In this photo of a sketch Khalid Sheikh Mohammed reads a document during his military hearing at the Guantanamo Bay.—AP Photo
In this photo of a sketch Khalid Sheikh Mohammed reads a document during his military hearing at the Guantanamo Bay.—AP Photo

WASHINGTON: Lawyers for self-confessed September 11 mastermind Khalid Sheikh Mohammed revealed Tuesday that they have asked the UN to investigate their client's alleged torture at Guantanamo Bay military jail.

On the UN's International Day in Support of Victims of Torture, Mohammed's defense team revealed they had sent a “Letter of Allegation” to Juan Mendez, the UN Special Rapporteur on Torture.

The letter was sent on May 5 from Guantanamo, on the eve of Mohammed's arraignment on charges for which he faces the death penalty.

The first confessions of the Pakistani national, alias KSM, who has claimed responsibility for the 2001 attacks, were obtained under torture, after 183 instances of water boarding and 7.5 straight days of sleep deprivation in a secret CIA prison, according to a US intelligence report.

The letter asks that the special UN rapporteur “initiate a full, fair and impartial inquiry” into both US conduct and that of “any other potentially complicit state party to the Convention (against Torture). After subjecting Mohammed to torture and cruel, inhuman and degrading treatment following his capture on March 1, 2003 in Rawalpindi, Pakistan, the US government has silenced him,” reads the letter, a copy of which was obtained by AFP.

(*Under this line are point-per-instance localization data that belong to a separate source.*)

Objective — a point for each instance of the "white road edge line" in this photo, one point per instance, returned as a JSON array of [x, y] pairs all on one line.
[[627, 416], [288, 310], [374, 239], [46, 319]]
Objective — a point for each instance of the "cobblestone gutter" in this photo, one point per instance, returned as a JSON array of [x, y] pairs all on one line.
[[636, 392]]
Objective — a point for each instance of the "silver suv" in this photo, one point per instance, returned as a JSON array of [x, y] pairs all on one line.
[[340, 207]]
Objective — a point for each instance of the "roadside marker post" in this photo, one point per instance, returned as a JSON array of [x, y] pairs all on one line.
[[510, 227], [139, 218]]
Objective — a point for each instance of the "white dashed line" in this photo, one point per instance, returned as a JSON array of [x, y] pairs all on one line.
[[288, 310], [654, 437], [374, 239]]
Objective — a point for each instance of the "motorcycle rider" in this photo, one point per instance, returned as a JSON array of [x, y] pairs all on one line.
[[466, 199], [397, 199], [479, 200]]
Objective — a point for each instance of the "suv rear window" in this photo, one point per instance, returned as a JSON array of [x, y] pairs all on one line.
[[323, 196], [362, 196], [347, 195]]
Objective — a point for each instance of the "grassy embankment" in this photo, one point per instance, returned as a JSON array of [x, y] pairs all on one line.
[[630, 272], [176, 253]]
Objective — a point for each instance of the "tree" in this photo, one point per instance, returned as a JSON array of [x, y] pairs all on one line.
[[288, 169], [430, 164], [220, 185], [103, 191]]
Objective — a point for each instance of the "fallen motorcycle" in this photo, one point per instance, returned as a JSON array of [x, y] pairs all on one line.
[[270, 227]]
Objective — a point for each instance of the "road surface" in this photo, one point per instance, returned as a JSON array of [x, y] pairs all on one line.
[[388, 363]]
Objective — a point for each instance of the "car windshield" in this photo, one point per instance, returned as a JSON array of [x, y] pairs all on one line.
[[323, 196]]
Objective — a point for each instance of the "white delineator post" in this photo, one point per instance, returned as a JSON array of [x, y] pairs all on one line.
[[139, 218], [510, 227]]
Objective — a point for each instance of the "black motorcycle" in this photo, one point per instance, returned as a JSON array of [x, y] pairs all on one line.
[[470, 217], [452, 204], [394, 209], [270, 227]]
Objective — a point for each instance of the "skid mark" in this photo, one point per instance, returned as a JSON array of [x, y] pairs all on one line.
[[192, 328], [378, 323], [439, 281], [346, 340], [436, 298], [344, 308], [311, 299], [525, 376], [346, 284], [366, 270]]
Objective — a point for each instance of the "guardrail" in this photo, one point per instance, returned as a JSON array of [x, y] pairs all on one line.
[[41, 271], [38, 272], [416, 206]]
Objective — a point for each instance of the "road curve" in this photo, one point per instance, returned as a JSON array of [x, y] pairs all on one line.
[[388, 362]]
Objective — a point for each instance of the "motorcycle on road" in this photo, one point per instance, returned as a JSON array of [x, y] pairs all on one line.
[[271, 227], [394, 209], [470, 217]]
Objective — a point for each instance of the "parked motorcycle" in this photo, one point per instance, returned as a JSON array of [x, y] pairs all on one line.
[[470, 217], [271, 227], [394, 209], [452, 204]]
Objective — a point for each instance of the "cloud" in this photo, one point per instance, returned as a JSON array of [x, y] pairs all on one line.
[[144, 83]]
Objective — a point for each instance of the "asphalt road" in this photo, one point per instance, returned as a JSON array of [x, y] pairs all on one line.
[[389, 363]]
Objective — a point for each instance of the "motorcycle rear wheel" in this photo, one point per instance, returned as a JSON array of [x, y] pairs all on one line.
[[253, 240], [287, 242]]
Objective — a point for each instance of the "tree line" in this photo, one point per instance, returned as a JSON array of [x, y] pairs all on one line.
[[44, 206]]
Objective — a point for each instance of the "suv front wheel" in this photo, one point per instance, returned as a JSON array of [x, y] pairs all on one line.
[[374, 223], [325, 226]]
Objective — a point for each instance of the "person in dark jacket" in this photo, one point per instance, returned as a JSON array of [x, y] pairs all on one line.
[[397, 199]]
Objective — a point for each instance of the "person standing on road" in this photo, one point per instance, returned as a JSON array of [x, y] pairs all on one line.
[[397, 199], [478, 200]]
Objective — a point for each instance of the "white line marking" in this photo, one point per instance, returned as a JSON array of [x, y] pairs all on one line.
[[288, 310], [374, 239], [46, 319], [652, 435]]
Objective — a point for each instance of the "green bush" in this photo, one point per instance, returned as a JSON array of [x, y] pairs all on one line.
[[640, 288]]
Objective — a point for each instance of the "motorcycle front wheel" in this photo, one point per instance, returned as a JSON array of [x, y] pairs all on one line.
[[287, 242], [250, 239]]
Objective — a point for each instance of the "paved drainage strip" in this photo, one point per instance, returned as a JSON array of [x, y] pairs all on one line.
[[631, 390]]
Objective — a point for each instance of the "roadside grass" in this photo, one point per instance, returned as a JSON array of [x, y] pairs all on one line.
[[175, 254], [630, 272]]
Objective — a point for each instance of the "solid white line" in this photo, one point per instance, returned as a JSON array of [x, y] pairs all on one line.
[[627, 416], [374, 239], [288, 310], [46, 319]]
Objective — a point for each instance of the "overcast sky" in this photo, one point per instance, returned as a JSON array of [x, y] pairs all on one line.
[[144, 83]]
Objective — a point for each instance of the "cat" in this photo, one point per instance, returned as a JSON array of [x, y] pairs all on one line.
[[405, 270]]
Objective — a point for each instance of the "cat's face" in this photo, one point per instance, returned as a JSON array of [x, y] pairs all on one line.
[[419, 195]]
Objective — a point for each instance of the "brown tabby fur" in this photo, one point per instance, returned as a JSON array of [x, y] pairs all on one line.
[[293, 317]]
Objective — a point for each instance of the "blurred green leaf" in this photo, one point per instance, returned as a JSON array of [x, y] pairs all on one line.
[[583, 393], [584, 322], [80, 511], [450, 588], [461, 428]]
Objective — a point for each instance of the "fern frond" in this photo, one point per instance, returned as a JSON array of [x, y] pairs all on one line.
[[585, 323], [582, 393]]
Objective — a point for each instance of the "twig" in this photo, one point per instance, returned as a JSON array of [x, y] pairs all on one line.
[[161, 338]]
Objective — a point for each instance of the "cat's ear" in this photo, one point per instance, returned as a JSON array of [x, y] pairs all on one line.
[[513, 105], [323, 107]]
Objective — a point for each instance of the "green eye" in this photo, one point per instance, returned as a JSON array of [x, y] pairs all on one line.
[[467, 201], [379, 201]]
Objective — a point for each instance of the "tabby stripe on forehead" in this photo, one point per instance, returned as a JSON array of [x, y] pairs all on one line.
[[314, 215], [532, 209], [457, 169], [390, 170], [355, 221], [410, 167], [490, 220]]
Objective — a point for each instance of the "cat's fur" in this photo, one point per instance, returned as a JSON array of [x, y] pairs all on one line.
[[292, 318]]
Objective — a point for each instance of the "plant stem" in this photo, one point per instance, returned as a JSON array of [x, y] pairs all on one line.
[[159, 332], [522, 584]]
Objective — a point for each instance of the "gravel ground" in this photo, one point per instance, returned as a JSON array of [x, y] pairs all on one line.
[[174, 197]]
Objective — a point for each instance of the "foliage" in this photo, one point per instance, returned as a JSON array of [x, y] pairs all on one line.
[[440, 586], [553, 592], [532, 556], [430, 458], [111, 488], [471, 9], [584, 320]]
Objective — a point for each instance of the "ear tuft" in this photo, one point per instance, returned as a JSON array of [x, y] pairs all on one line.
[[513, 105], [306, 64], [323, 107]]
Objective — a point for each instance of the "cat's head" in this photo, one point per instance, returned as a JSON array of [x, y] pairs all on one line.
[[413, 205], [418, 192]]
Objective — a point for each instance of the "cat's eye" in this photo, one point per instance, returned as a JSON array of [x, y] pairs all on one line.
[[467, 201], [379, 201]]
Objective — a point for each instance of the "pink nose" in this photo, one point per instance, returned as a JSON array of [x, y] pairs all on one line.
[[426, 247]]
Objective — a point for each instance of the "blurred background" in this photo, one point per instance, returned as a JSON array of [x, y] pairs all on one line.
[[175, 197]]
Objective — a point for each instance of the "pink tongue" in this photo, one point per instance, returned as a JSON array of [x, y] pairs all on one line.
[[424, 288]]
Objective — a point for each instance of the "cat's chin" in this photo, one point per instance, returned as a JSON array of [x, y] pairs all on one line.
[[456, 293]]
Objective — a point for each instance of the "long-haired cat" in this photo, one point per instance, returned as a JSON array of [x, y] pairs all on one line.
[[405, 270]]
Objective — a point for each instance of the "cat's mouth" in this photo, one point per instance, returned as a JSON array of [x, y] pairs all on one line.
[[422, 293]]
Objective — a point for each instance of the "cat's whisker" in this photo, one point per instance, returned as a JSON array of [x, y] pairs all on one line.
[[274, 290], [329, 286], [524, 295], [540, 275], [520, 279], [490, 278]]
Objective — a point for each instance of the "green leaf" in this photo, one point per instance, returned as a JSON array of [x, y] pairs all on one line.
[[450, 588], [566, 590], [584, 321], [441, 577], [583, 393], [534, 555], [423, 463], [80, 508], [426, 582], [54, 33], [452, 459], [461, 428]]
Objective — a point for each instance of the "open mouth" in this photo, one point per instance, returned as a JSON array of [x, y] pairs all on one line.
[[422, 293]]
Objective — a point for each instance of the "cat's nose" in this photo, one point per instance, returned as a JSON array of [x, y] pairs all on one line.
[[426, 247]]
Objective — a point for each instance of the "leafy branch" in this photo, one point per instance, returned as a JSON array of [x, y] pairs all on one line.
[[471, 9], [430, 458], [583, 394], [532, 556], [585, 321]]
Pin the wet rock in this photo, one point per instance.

“No one without a top secret security clearance is allowed to meet with him or speak to him. His defense attorneys are told to treat his every word as ‘presumptively top secret',” the letter adds, inviting Mendez to meet the most famous detainee at Guantanamo.

“The US government seeks to close this painful and dark chapter in our Nation's history by killing Mohammed after a show trial,” it claims.

“No human being should be tortured,” wrote Captain Jason Wright, a military lawyer assigned to Mohammed, wrote in today's release.

“In the period since 9/11, the US has misplaced its moral compass. Through accountability, we can hopefully find our way again, and pursue a path of rediscovery and redemption.”